Tellement prévisible…

Au terme d’un match pénible, Monaco a donc été éliminé par une Juve qui n’est pourtant plus que la caricature d’elle-même. Décevant, mais cela n’enlève rien au beau parcours des Monégasques dans cette Ligue des Champions.

Vous me connaissez, je me fais une certaine idée du foot : j’aime bien qu’il soit offensif et chatoyant. Alors en tant que spectateur, je ne peux évidemment pas me contenter de ce que j’ai pu voir au Stade Louis-II hier soir. Oui, Monaco a tout tenté. Les hommes de Jardim ont été performants pendant les deux premiers quarts d’heure de chaque période, en mettant de l’envie, de l’abnégation et du mouvement. 

Le problème, c’est que cette bonne volonté se heurte à la réalité des choses : au bout du compte, Monaco a zéro occase sur ce match. Zéro. Car il lui manque ce joueur offensif de grande classe qui fait la différence. Un joueur que n’est pas (encore ?) Ferreira-Carrasco, qui a raté son match, ni Bernardo Silva, très actif mais qui a tout dit une fois rentré à l’intérieur sur son pied gauche, et encore moins Martial qui s’est éteint très vite. Quant à Berbatov, il a juste quatre ans de trop. 

En faisant le bilan de cette double confrontation face à la Juve, Monaco pourra se dire qu’il y a eu trois situations de penalty sur les deux matchs et qu’aucune n’a tourné en sa faveur. Aux deux du match aller, on ajoutera donc ce sandwich Chiellini-Vidal avec Kondogbia dans le rôle du jambon. Car s’il n’y a pas faute de l’Italien, le Chilien - qui a passé son temps à faire des fautes - vient clairement percuter le milieu monégasque. Péno évident… mais non accordé par l’arbitre.

On pourra aussi commenter la grossière main volontaire de Chiellini, qui aurait dû valoir au défenseur italien une expulsion logique.
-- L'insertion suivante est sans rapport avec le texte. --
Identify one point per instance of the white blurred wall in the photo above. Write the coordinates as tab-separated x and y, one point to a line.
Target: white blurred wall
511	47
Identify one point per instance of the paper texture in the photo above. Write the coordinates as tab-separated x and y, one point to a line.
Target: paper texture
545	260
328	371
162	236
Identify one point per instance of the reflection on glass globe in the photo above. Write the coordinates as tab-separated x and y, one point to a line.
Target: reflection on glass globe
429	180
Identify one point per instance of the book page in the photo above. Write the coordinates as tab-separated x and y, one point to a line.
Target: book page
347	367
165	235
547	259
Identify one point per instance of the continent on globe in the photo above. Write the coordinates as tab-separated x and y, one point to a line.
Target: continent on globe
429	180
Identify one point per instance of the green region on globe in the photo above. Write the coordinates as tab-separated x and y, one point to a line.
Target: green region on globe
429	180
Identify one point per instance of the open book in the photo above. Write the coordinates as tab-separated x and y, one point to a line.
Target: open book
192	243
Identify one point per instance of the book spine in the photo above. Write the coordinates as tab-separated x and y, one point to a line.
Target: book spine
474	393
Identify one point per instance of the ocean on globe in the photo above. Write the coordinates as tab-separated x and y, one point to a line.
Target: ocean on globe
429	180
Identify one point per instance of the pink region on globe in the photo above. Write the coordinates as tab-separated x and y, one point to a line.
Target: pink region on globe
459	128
Le match n’étant commencé que depuis 48 secondes, est-ce que cela a pu influencer l’arbitre ? Ce serait bien dommage, car une faute doit être jugée de la même façon quel que soit le moment du match où elle est commise. Et je vous passe la semelle impunie du même Chiellini sur Moutinho une demi-heure plus tard…

 

La Juve, un foot d’une tristesse sans nom

Les Monégasques peuvent donc légitimement se retrancher derrière cet arbitrage défavorable. Il n’en reste pas moins que l’actuel 3e de Ligue 1 n’a marqué aucun but lors de ses trois derniers matchs de Ligue des Champions. Cette inefficacité offensive était trop criante pour inquiéter une défense aussi expérimentée et bien regroupée que celle de la Juve. D’ailleurs les deux meilleurs Monégasques se nomment Abdennour et Kondogbia. Un défenseur et un milieu… Et puis, je pense que ma télé devait encore être mal réglée, car une fois de plus j’ai vu un Moutinho fantomatique et d’une totale inutilité sur le terrain. 
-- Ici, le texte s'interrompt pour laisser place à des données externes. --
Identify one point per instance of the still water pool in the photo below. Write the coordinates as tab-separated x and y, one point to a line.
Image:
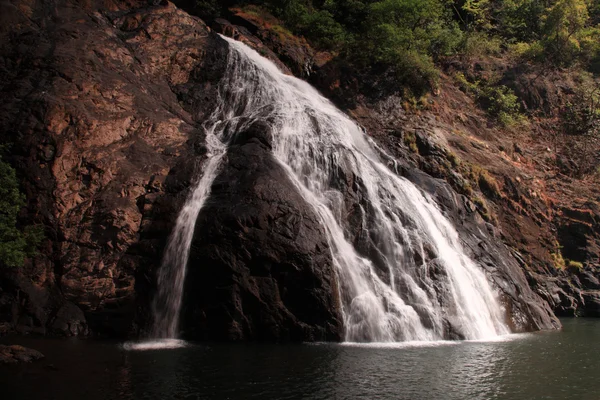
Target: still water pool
546	365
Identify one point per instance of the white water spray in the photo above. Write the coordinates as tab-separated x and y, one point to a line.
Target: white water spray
404	277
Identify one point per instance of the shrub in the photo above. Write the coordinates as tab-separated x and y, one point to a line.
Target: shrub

Voilà, c’est forcément décevant car il y avait quelque chose à faire mais compte tenu de la jeunesse de l’effectif, le parcours monégasque en LdC demeure tout à fait remarquable et méritoire. Je n’en dirai pas autant de la Juve, qui ne m’a pas plus impressionné lors de ce match retour qu’elle ne l’avait fait à l’aller. Voilà une équipe qui est une caricature d’elle-même, pratiquant un football d’une tristesse sans nom. Bref, tout ce que je déteste dans le foot est symbolisé par ce que j’ai vu côté turinois.
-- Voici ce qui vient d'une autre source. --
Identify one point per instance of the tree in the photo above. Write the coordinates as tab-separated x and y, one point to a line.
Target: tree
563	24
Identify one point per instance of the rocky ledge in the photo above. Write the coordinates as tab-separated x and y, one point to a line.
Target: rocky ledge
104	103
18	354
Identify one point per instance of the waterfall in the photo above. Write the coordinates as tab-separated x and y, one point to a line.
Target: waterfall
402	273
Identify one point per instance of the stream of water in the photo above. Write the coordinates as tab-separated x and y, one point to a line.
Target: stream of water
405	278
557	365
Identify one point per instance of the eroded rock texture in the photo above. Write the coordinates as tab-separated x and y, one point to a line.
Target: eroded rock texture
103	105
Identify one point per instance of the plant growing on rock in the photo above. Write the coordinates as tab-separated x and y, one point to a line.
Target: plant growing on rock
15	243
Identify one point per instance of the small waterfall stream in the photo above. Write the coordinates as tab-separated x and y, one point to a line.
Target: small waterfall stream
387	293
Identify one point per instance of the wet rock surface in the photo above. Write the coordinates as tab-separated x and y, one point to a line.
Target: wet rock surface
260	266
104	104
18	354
Maintenant, vu ce qu’il reste en demi-finale, je souhaite bien du plaisir à la Vieille Dame. Que ce soit face au Real, au Bayern ou au Barça, les Bianconeri risquent de prendre une voire deux fessées monumentales. L’autre demi-finale nous offrira fatalement un choc monstrueux. Les trois grands du football européen sont là. Les plus gros clubs, avec les plus gros moyens financiers. Qu’ils le méritent comme le Bayern, ou que ce soit plus discutable comme pour les clubs espagnols, en termes de spectacle on est sûr de voir une grande demi-finale.